The United States Equestrian Federation (USEF) sent an open letter to members suggesting five new rules after two horses died and rider Laine Ashker was critically injured at Rolex Kentucky three-day event (report,1 May).
The most contentious of the rules said that riders and horses should be suspended from competition for up to six months and lose their qualification at the level in which they were competing, following a rotational fall.
It has since been amended to say that ground juries should have the option of banning riders for up to three months following a horse fall if they believe it was caused by dangerous riding.
Horse and rider would be eliminated from the competiton after a rider fall and suspended for a month for a horse fall at a jump.
USEF president David O’Connor said: “The suspension is meant to be a deterrent, to reduce dangerous riding.
“There are two extremes — the professional riders make our courses look easy, beautiful and fun to watch and then you get the less competent guys doing it by aggression or being too slow. They’re affecting the sport.”
USEF riders’ rep Bobby Costello said riders support the rules in principle, but want a review system.
New Zealand rider and International Equestrian Federation (FEI) eventing safety sub-committee member Andrew Nicholson feels the proposals could increase the number of falls.
“If riders are concerned about getting suspended they are going to ride cautiously. You should approach the cross-country positively, not dangerously, otherwise you will have accidents,” he said.
British Eventing director of sport Mike Etherington-Smith, who designed the Kentucky course, said he sympathised with the Americans’ position, but felt the rules were “over the top”.
Referring to red flags brought in by the FEI last year that allow ground juries to bring dangerous riders to a halt (news, 30 August 2007), he said: “Rather than banning riders we need to get officials to use the existing rules to stop riders on the course if they are riding dangerously.

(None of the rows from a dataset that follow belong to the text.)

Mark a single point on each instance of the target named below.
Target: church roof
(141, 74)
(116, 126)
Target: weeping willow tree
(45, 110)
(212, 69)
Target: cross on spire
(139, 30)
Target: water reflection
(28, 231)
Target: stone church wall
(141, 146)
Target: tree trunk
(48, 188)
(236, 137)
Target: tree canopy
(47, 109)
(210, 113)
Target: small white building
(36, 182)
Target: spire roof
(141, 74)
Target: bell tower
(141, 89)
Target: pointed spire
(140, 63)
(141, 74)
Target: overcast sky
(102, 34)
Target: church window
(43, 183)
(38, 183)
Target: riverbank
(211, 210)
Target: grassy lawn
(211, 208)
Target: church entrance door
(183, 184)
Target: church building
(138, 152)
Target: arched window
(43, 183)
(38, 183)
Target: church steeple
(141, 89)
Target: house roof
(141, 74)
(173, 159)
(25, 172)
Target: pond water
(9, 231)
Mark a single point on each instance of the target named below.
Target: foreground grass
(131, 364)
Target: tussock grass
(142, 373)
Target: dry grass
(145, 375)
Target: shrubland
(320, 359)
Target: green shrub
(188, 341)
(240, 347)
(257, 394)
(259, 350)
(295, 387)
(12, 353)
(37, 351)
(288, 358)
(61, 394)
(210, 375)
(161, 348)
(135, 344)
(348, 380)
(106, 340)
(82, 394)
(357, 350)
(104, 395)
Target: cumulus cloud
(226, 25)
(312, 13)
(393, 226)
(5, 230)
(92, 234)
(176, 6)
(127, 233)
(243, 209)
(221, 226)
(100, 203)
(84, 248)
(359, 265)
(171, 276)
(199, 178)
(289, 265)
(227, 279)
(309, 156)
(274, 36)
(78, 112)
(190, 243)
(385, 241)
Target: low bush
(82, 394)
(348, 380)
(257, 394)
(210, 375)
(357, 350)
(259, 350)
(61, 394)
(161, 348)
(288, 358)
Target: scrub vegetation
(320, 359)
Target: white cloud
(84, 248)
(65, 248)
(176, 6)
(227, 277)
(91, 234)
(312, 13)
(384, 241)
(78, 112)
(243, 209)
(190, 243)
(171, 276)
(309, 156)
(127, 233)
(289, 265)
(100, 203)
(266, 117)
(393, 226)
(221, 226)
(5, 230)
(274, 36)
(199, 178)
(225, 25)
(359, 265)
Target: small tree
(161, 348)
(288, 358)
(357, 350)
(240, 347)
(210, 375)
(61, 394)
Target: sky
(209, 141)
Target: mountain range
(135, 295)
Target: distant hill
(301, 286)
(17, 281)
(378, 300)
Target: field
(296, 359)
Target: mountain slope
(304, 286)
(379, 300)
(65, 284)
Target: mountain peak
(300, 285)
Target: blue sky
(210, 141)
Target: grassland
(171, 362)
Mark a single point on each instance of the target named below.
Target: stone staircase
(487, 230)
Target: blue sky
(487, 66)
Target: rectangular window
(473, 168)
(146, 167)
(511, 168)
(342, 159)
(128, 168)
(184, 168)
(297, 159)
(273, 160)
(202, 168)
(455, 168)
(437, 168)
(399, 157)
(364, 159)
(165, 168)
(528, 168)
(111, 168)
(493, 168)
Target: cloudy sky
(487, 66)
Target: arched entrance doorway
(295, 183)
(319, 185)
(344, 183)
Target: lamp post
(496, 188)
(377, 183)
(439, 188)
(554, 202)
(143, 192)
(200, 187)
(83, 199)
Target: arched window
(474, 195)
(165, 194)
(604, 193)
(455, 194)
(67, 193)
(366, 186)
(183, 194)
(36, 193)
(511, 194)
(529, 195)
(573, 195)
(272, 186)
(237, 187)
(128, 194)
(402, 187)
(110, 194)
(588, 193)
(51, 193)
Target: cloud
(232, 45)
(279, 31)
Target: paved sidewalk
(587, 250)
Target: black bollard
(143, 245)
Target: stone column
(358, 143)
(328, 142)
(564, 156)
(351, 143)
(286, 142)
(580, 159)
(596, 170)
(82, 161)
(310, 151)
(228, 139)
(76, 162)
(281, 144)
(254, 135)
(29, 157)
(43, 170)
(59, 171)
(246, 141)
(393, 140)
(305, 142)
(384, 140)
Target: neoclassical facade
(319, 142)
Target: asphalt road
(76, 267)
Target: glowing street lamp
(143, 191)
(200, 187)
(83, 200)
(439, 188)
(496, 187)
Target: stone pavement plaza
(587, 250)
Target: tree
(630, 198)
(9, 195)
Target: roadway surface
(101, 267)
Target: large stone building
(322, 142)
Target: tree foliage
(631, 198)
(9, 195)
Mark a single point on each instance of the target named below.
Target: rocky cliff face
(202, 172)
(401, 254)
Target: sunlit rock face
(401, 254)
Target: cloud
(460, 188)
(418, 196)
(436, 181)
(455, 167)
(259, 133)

I think the Americans need to take a deep breath before implementing any new rules.”
But he defended a nation’s right to make rules contrary to those of the FEI.
Mark Phillips, who coaches the US eventing team, believes the USEF should think more about why accidents happen as opposed to what to do afterwards.
He added: “A country should be careful about going off at a tangent before the equestrian community worldwide has properly considered the implications of a proposed rule change.”
The suggested rules will be discussed further in a phone conference by the US Eventing Authority and USEF and could be enacted on an emergency basis.
Meanwhile, a safety summit is scheduled in Lexington next month to harvest ideas from the eventing community.
The FEI did not wish to comment on the proposed rule changes.